Still free of the radio show, I left the Cool Water Ranch at five, with the faint hope that Harold Klein could cut my hair in the basement of the Royal Orleans before dinner. He sometimes stays late on Fridays, but no dice tonight. To kill time, I took a look at the new Antoine's Annex. It's a coffee and pastry shop with ice cream and sandwiches and salads on the restaurant's Royal Street flank, in a space they'd leased for years to a gallery. Looked nice, but the employees seemed desultory and bored. No customers. But who would be walking on the street in this heat?
I've drunk many drinks at Antoine's. But tonight was the first time I had one before dinner in the bar. Mostly this is because there was no bar there until late in 2008. Adding to the auspiciousness of this moment, I asked for an absinthe, served in the traditional way. This only came to mind when I saw the glass reservoir filled with ice and water on the back bar. (Bottom center in the photo.) That's the traditional apparatus for serving absinthe, as is the ornately perforated absinthe "spoon." (An absinthe spoon could serve no standard spoon function.) The bartender spanned a rock glass with the spoon, on top of which was a cube of sugar. The ice water drizzled down in a thin stream, diluting and sweetening the green absinthe in the glass.
Drinking absinthe in the bar at Antoine's! How Old New Orleans can you get? All I need now is an appointment with a prostitute in Storyville.
The Poches and the Hymels fetched up at around seven-thirty. We had another round of drinks in the bar, and opened Topic A: which colleges all our kids have got off to. All but one of them are in universities, and most of them at LSU.
John Poche is full of unlikely but good stories. Watching the television show in which Anthony Bourdain and I had lunch at Antoine's a couple of years ago, John saw a picture of his father in the background. Not only that, but he knew where a framed testimonial from his grandfather was on the wall in Antoine's Dungeon. Antoine's is apparently the official Poche Family restaurant.
The great thing about restaurants whose menus don't change much is that you start anticipating the dinner the minute you make the reservation. I've mentally salivated about this repast for days. We would begin by splitting an entree-size crabmeat au gratin, a dish at which Antoine's excels. The matrix of white sauce and cheese is so light as to be fluffy. (The appetizer version is inexplicably expensive, but the entree splits well four ways at a reasonable price.)
Everybody went along with that plan, along with my suggestion that we divide two of orders of baked oysters (Rockefeller, Bienville, and thermidor). One plate of oysters Foch was in the order for John, who says it's impossible for him to eat here without oysters Foch.

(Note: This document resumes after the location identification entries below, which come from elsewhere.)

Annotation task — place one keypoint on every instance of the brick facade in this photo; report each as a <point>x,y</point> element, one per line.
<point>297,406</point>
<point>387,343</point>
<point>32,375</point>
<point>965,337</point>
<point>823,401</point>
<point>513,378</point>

But before any of that arrived, we were treated to a surprise from the chef. Champignons sous cloche--mushrooms under glass. That unique, rich specialty hasn't been on the menu for decades. It doesn't sound like a good idea: squares of toast spread with pate de foie gras, covered with sliced mushrooms cooked in a bechamel with a little sherry. Elegantly decadent. Nice presentation, too: it's served under glass bells, lifted off the plates at the table. (Randy Guste once told me that the reason they don't serve the dish often is that the glass bells don't seem to last more that two or three uses before being broken.)
The entree on my mind was the double lamb chops. Antoine's buys superlative lamb and grills it simply and well. I avoid the mint jelly, of course. That old touch will linger here as long as do customers old enough to remember when all lamb dishes were served with the wiggly green gunk. Bring me bearnaise.

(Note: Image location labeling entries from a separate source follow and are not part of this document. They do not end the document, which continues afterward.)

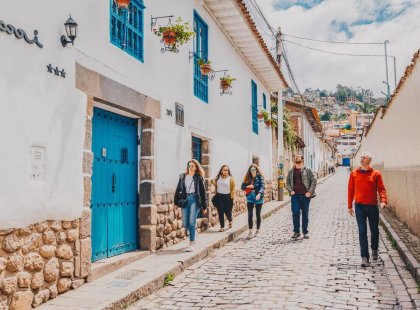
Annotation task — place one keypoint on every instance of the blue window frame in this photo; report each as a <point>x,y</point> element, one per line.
<point>196,148</point>
<point>264,102</point>
<point>254,107</point>
<point>127,29</point>
<point>201,87</point>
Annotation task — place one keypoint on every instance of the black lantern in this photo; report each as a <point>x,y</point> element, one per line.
<point>71,30</point>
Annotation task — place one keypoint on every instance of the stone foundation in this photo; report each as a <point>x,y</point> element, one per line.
<point>40,261</point>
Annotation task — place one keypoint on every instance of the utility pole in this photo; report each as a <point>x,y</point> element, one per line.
<point>280,142</point>
<point>386,68</point>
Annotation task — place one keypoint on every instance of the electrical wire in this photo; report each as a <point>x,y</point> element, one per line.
<point>334,53</point>
<point>334,42</point>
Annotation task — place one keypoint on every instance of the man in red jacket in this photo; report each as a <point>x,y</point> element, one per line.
<point>365,184</point>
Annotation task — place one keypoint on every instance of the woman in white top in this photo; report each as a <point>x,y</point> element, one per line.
<point>225,192</point>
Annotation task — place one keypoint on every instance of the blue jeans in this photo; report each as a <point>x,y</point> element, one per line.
<point>371,213</point>
<point>300,203</point>
<point>189,215</point>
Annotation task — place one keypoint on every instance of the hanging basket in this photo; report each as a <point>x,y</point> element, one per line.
<point>205,69</point>
<point>169,37</point>
<point>123,3</point>
<point>225,85</point>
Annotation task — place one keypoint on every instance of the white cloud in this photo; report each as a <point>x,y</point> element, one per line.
<point>348,20</point>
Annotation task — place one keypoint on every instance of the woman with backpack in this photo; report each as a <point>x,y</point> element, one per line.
<point>190,196</point>
<point>225,193</point>
<point>254,186</point>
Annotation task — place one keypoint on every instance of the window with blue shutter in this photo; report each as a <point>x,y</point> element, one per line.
<point>196,148</point>
<point>254,107</point>
<point>264,102</point>
<point>201,88</point>
<point>126,28</point>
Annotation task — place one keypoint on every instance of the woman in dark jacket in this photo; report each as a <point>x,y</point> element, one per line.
<point>253,185</point>
<point>190,195</point>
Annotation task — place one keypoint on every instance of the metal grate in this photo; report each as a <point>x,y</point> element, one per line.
<point>179,114</point>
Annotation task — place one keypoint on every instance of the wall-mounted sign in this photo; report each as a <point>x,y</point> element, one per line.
<point>57,71</point>
<point>37,163</point>
<point>19,33</point>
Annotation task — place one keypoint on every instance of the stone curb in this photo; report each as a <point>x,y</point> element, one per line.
<point>181,266</point>
<point>411,262</point>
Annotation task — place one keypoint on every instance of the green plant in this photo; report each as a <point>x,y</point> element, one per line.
<point>169,277</point>
<point>182,30</point>
<point>202,61</point>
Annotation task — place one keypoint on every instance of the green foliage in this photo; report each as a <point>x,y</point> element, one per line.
<point>169,277</point>
<point>182,30</point>
<point>326,116</point>
<point>289,136</point>
<point>202,61</point>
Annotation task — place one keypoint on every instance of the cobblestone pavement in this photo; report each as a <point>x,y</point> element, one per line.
<point>272,272</point>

Elsewhere on the table grilled pompano, fried soft shell crabs, and trout amandine entertained. As did a bottle of Grand Cru Chablis, followed by a bottle from my pile that I've been looking at thirstily for the past few months: Sassicaia 1992, a big, well-aged Super Tuscan.

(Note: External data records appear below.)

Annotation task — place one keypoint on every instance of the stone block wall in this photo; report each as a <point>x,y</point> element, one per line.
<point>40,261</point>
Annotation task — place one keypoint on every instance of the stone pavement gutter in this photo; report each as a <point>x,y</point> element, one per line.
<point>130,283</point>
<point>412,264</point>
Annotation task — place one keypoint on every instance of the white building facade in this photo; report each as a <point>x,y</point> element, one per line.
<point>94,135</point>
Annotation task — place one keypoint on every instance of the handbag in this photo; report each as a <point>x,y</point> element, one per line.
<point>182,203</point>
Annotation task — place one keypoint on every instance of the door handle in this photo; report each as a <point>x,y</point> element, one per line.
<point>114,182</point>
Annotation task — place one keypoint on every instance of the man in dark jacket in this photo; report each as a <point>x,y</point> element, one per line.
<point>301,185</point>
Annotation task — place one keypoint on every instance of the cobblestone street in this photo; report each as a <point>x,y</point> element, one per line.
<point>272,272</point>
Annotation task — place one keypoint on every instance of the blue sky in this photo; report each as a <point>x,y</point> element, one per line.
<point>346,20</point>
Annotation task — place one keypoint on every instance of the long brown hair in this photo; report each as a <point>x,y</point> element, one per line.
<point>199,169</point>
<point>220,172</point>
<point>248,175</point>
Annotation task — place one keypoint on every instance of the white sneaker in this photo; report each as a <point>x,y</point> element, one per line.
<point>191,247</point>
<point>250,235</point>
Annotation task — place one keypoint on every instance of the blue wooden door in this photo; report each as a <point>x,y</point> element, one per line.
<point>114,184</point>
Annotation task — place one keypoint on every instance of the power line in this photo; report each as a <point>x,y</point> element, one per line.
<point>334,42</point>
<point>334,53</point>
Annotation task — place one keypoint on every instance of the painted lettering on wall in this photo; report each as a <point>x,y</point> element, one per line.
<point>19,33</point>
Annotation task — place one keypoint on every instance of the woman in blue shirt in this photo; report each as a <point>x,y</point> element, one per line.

The conversation, naturally enough, kept returning to our brilliant kids. A lot of shared history here. Jude, for example, learned how to drive on an old tractor at the Hymel family's vast sugar cane fields in Convent. He and his buddy Preston Hymel even learned how to use a clutch on that thing.
The Poches say they love Los Angeles, but they still have a house here in New Orleans. I'll get Jude to take them out to dinner sometime.